If your processor supports bit reversed addressing (see below), then the physical ordering of the input or output data is not an important efficiency consideration. You should try coding both the DIF and DIT butterflies and see which is the most efficient. (In a DSP that supports single cycle adds, multiplies and multiply/accumulates, both should take about 8 clock cycles).

Just about all DSP's provide this in some form. Some documentation refers to the mode as 'reverse carry propagation' (for obvious reasons). All this really does is provide a mechanism to rearrange an array of samples into bit reversed order (as seen by the FFT routine) without a potentially time consuming physical re-arrangement of the array in memory.

By using bit reversed addressing, you can use the DIT algorithm on normal (physical) order input data. The consequence of doing this is that output data will be in bit reversed (physical) order.

Similarly, you could use bit reversed addressing to perform a DIF algorithm on bit reversed (physical) order input. In this case the output data will be in normal (physical) order.

## Cache Efficiency.

The presence of a cache can result in non-intutive effects regarding the performance of real code running on real processors. Most modern PC's and workstations use general purpose CPU's which have fast floating point arithmetic units and large caches. In contrast, the traditional methods of quantifying an FFT algorithms merit date from the early days of computing when a floating point multiply would have been an expensive operation, when compared to reading a word from memory. These days the converse is likely to be true. A floating point operation is likely to be cheap, when compared to reading a word from (external) memory.

This does not mean we have to abandon our favourite FFT algorithm, but we do need to reconsider how it's implemented. In particular, the efficiency of the traditional nested loop FFT is questionable. This is because each pass accesses and modifies the entire array being transformed. If this array won't fit inside the cache then the entire array will be cycled through the cache during each pass. In other words, the cache will 'thrash'. In contrast, the recursive (in place) DIF and DIT algorithms presented in this document tend to keep each sub-transform as a distinct computational 'lump' which is completed before performing the next sub-transform. Once the sub transforms have reached a sufficiently small size that the relevant portion of the array can fit in the cache, then a significantly enhanced performance should be observed. The recursive forms have the additional advantage of being easier to understand.

Of course, this all depends on a lot of factors such as cache size, line size and line replacement algorithm. So it's hard to make quantitative predictions. The best way to determine the relative performance merits of one algorithm over another on any particular machine is to try them both.

## Using a DSP's internal memory.

A similar problem to cache effeciency is presented by DSP's with a relatively small area of fast internal memory. Unlike general purpose CPU's, a DSP's internal memory serves as a software controllable cache. This has advantages for both performance and achieving deterministic behaviour, at the expense of increased code complexity. Given that DSP's tend to be 'good at loops' but 'bad at stacks', a nested loop FFT still looks attractive.

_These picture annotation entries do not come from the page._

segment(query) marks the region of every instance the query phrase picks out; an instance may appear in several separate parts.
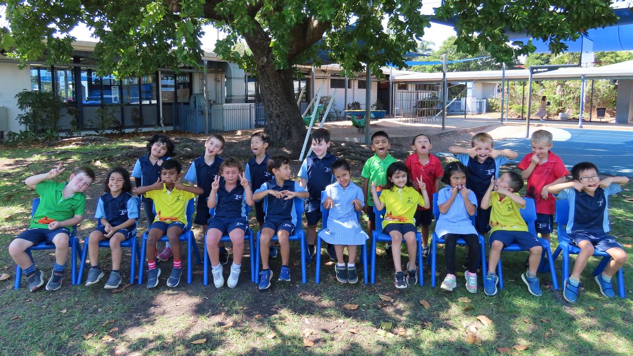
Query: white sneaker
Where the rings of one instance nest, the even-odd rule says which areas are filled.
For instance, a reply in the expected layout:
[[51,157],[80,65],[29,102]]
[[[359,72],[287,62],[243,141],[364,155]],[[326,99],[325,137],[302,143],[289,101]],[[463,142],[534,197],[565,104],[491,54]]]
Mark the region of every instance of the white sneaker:
[[218,269],[211,268],[211,273],[213,275],[213,284],[215,285],[215,288],[221,288],[224,285],[224,276],[222,276],[222,270],[223,269],[222,265],[220,265],[220,268]]
[[240,268],[235,268],[235,266],[231,266],[231,272],[229,274],[229,278],[227,279],[227,286],[229,288],[234,288],[235,286],[237,285],[237,281],[239,279],[239,272],[241,270]]

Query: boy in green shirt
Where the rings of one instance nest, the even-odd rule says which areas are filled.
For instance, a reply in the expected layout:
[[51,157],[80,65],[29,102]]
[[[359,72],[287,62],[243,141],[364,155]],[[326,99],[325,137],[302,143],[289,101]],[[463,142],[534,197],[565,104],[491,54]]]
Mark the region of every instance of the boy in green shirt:
[[31,217],[28,229],[9,245],[9,254],[24,270],[31,291],[44,284],[44,272],[35,267],[26,250],[42,242],[55,245],[55,265],[46,284],[46,290],[56,291],[61,287],[66,269],[70,231],[84,220],[84,192],[94,181],[94,172],[90,168],[80,167],[70,175],[68,182],[51,181],[65,170],[60,163],[48,173],[32,175],[24,181],[28,188],[35,188],[40,203]]

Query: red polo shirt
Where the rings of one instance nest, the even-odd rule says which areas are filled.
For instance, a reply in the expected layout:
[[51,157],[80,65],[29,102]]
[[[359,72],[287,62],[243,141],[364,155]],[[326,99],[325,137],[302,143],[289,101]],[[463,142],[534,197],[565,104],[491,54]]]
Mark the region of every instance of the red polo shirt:
[[[556,156],[551,151],[548,151],[548,161],[544,163],[539,163],[532,171],[532,174],[527,178],[527,187],[525,190],[525,196],[534,200],[536,205],[536,212],[542,214],[553,214],[556,210],[556,198],[549,193],[548,199],[543,199],[541,196],[541,191],[543,187],[554,181],[569,174],[567,168],[563,164],[563,160]],[[518,164],[519,169],[525,170],[530,167],[533,153],[528,153]]]
[[[442,177],[444,174],[444,169],[442,168],[442,163],[439,159],[434,155],[429,154],[429,163],[422,165],[422,162],[418,158],[418,153],[414,152],[413,155],[406,158],[404,161],[404,165],[409,170],[409,175],[411,176],[411,181],[415,182],[415,180],[422,176],[422,181],[427,185],[427,194],[429,194],[430,208],[425,209],[422,207],[418,207],[418,210],[430,210],[433,208],[433,193],[435,193],[435,180],[436,178]],[[422,194],[422,192],[420,192]]]

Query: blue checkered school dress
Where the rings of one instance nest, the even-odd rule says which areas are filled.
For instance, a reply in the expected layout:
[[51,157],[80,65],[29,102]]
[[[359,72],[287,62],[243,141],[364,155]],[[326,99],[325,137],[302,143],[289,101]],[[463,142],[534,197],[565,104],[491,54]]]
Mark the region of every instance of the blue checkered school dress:
[[352,204],[354,199],[364,204],[363,190],[353,182],[345,189],[336,182],[326,187],[325,193],[334,200],[334,206],[330,208],[327,228],[320,231],[318,237],[330,245],[365,244],[369,236],[361,227]]

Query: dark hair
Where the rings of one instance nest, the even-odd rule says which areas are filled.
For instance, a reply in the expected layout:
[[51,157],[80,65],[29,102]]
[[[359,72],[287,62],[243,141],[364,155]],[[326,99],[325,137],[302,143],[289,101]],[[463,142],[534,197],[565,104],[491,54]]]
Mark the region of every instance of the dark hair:
[[172,140],[169,139],[169,137],[160,134],[156,134],[149,138],[149,142],[147,144],[145,145],[147,148],[147,151],[151,151],[152,146],[157,142],[162,143],[167,147],[167,151],[165,153],[165,156],[171,157],[173,155],[173,143],[172,142]]
[[279,169],[284,165],[290,165],[290,158],[285,156],[273,156],[268,159],[268,163],[266,165],[270,173],[273,169]]
[[96,178],[96,176],[94,175],[94,171],[92,170],[92,168],[90,168],[89,167],[85,167],[85,166],[80,167],[78,168],[75,168],[75,170],[73,171],[73,174],[74,174],[75,175],[77,175],[80,173],[83,173],[84,174],[85,174],[86,175],[88,176],[88,177],[89,177],[92,181],[94,181],[94,179]]
[[123,177],[123,188],[121,188],[121,190],[125,193],[132,191],[132,182],[130,181],[130,174],[128,173],[127,169],[122,167],[115,167],[108,173],[108,176],[106,177],[106,180],[103,182],[103,191],[106,193],[110,192],[110,188],[108,186],[108,182],[110,180],[110,176],[112,175],[113,173],[118,173]]
[[508,184],[508,186],[510,187],[513,193],[517,193],[521,190],[523,188],[523,178],[521,177],[521,175],[516,172],[506,172],[508,174],[508,176],[510,177],[510,182]]
[[176,172],[180,174],[180,170],[182,170],[182,166],[180,165],[180,162],[177,161],[176,160],[167,160],[166,161],[163,162],[163,164],[160,166],[160,170],[161,171],[165,169],[173,168],[176,168]]
[[442,182],[445,184],[451,185],[451,175],[455,172],[461,172],[467,177],[468,176],[468,170],[466,166],[459,161],[452,162],[444,167],[444,175],[442,176]]
[[324,141],[325,143],[330,142],[330,130],[327,129],[317,129],[312,132],[312,141],[318,143]]
[[334,172],[334,170],[343,168],[348,172],[351,172],[351,168],[349,168],[349,163],[348,163],[345,160],[338,160],[334,161],[334,163],[332,163],[332,171]]
[[239,163],[237,158],[235,157],[229,157],[228,158],[224,160],[224,162],[220,165],[220,174],[222,174],[222,171],[224,170],[225,168],[227,167],[237,167],[240,172],[244,172],[242,169],[242,163]]
[[268,136],[263,131],[258,131],[251,135],[251,139],[253,139],[253,137],[259,138],[263,143],[268,143]]
[[406,185],[408,187],[411,187],[413,186],[411,182],[411,177],[409,174],[408,170],[406,169],[406,166],[404,163],[402,162],[394,162],[389,165],[389,167],[387,168],[387,184],[383,187],[383,189],[391,190],[391,188],[394,188],[395,184],[392,182],[389,178],[393,176],[398,172],[404,172],[406,173]]
[[380,131],[376,131],[372,135],[372,141],[373,141],[373,139],[376,137],[385,137],[387,141],[389,141],[389,136],[387,134],[387,132],[380,130]]
[[596,165],[591,162],[580,162],[576,163],[572,167],[572,179],[577,181],[580,177],[580,172],[589,169],[595,169],[596,174],[600,174]]

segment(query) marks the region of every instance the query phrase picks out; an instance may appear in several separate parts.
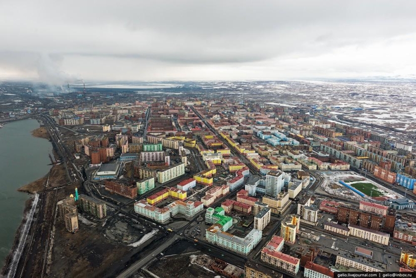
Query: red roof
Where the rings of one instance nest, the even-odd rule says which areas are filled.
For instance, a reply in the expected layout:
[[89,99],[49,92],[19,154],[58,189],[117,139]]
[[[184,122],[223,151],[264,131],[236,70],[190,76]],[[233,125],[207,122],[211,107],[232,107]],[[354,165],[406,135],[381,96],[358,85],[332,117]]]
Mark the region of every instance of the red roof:
[[286,254],[283,254],[281,252],[276,252],[270,251],[267,248],[263,248],[262,250],[262,253],[264,253],[271,257],[274,257],[279,260],[291,263],[292,264],[298,264],[299,263],[299,259],[289,256]]
[[360,205],[364,205],[365,206],[371,206],[377,208],[380,208],[381,209],[387,209],[388,207],[386,206],[379,205],[378,204],[375,204],[374,203],[370,203],[370,202],[366,202],[365,201],[361,201],[360,202]]
[[305,266],[305,269],[308,268],[308,269],[319,272],[324,275],[329,276],[329,277],[334,277],[334,272],[331,271],[331,269],[310,261],[306,262],[306,265]]
[[194,181],[195,180],[191,178],[190,179],[185,180],[185,181],[182,181],[182,182],[177,184],[177,185],[179,185],[180,186],[184,186],[184,185],[186,185],[188,184],[190,184]]
[[[280,237],[274,236],[266,245],[268,249],[274,251],[277,249],[277,247],[283,242],[284,239]],[[272,248],[270,248],[272,247]]]

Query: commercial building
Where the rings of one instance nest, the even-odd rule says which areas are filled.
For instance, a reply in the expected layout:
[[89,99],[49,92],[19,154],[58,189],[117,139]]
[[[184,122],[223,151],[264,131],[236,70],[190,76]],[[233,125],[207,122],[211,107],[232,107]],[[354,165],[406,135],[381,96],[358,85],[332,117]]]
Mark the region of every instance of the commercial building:
[[79,195],[79,201],[80,209],[90,215],[98,219],[102,219],[107,216],[107,205],[105,203],[82,194]]
[[193,188],[196,186],[196,181],[192,178],[187,179],[177,184],[177,188],[184,191],[188,191],[190,188]]
[[334,278],[334,272],[328,267],[311,261],[306,262],[304,271],[305,278]]
[[114,192],[130,199],[137,197],[137,187],[134,182],[124,179],[117,181],[106,180],[104,183],[105,190]]
[[175,201],[164,207],[158,208],[149,204],[146,200],[143,199],[135,203],[134,211],[136,213],[149,218],[160,223],[167,221],[171,216],[181,213],[187,217],[191,217],[204,209],[204,205],[201,202],[186,202]]
[[299,231],[300,219],[298,215],[289,214],[282,220],[280,228],[280,237],[286,242],[294,243],[296,234]]
[[102,180],[115,179],[118,175],[121,165],[121,162],[103,164],[97,171],[94,179]]
[[349,224],[348,228],[349,229],[350,236],[352,236],[364,239],[383,245],[389,245],[390,235],[388,234],[361,227],[352,224]]
[[370,211],[382,215],[386,215],[389,208],[382,205],[361,201],[360,202],[360,209],[365,211]]
[[292,201],[289,200],[288,193],[280,192],[275,197],[263,196],[262,202],[269,205],[272,209],[272,213],[282,214],[289,208]]
[[256,230],[263,231],[270,223],[271,209],[265,207],[254,215],[254,226]]
[[155,179],[153,177],[148,178],[136,183],[137,194],[141,195],[151,190],[155,187]]
[[283,176],[280,172],[271,171],[266,175],[266,194],[276,197],[282,191]]
[[226,232],[232,226],[232,217],[225,215],[225,210],[221,207],[209,207],[205,213],[205,223],[215,224],[220,228],[221,231]]
[[349,228],[342,225],[335,224],[332,222],[325,222],[324,224],[324,229],[329,232],[339,234],[345,237],[349,236]]
[[293,184],[291,185],[287,189],[287,193],[289,193],[289,198],[290,199],[294,199],[298,194],[301,193],[302,190],[302,181],[296,181],[293,183]]
[[408,250],[402,250],[400,256],[400,262],[410,268],[416,269],[416,254]]
[[261,240],[262,231],[253,229],[244,238],[240,238],[229,233],[222,232],[215,224],[207,229],[206,239],[208,242],[235,253],[247,255]]
[[281,252],[264,248],[261,251],[262,261],[285,272],[296,275],[299,271],[301,260]]
[[347,267],[353,267],[364,272],[387,272],[387,265],[350,252],[339,249],[335,263]]

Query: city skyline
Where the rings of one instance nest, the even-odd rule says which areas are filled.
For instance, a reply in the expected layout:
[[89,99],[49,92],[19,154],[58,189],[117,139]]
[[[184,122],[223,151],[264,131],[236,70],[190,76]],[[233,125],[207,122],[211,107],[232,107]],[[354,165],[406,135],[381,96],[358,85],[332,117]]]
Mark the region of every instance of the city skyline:
[[375,3],[2,2],[0,78],[412,79],[416,4]]

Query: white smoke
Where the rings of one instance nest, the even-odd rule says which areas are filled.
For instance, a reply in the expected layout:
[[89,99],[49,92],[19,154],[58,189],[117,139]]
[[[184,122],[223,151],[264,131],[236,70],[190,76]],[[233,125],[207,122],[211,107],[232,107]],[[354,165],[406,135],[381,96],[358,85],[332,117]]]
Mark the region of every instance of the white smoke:
[[41,53],[37,62],[39,81],[49,85],[61,86],[68,83],[84,83],[79,76],[61,70],[64,57],[61,55]]

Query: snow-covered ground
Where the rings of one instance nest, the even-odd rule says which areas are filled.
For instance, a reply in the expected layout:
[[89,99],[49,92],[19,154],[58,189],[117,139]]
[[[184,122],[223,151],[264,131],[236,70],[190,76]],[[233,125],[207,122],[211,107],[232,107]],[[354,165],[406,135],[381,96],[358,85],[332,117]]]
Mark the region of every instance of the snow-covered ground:
[[[369,200],[369,197],[362,197],[352,190],[348,189],[343,185],[339,183],[340,180],[349,180],[351,179],[364,179],[362,176],[359,175],[355,172],[323,172],[321,173],[323,178],[323,182],[321,185],[321,188],[327,193],[334,195],[343,198],[346,198],[352,200]],[[357,181],[356,182],[348,182],[349,184],[354,183],[369,183],[374,185],[381,192],[383,192],[384,197],[389,199],[395,199],[402,198],[402,196],[397,194],[393,190],[387,188],[382,185],[366,179],[363,181]],[[338,186],[338,188],[331,188],[330,185],[334,184]]]
[[129,244],[129,246],[133,246],[133,247],[137,247],[138,246],[140,246],[141,245],[143,244],[145,242],[146,242],[147,240],[150,239],[153,236],[157,234],[157,232],[159,232],[159,230],[157,229],[154,229],[152,230],[152,232],[150,233],[148,233],[146,235],[143,236],[143,237],[140,239],[140,240],[136,241],[136,242],[133,242],[133,243],[131,243]]

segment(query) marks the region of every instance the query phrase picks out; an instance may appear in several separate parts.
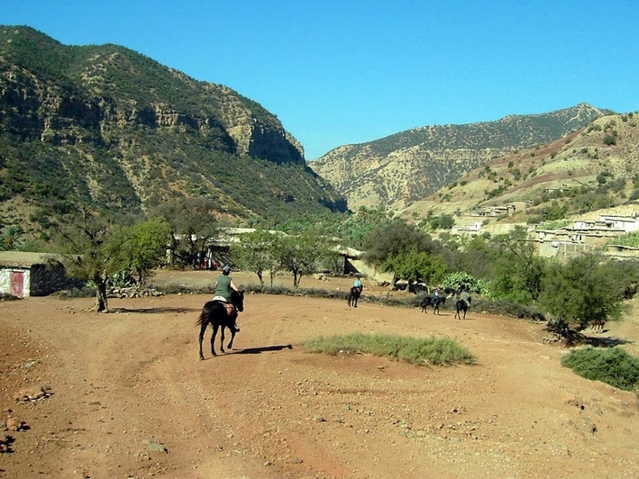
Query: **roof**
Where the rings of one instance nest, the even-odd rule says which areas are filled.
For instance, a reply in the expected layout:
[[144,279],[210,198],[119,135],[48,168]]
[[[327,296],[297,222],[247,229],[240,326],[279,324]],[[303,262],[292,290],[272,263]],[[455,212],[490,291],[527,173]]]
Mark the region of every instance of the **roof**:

However, it is still possible to design FFT routines which perform all sub-transforms below a given size entirely in internal memory.

Typically a DIF routine will perform the first few passes in external memory until the size of each block is sufficiently small to fit in internal memory. At this point, each block in turn will be transfered to internal memory, transformed and the result written back. (If the FFT is being used to perform a convolution or correlation, then the point by point multiplication of frequency domain data and a DIT IFFT can also be performed in internal memory.)

Similarly, a DIT routine will initially perform the first sub-transforms internally before completing the remaining passes in external memory.

In both cases, the transfer to and from internal memory can be combined with useful computation, rather than using an explicit block move.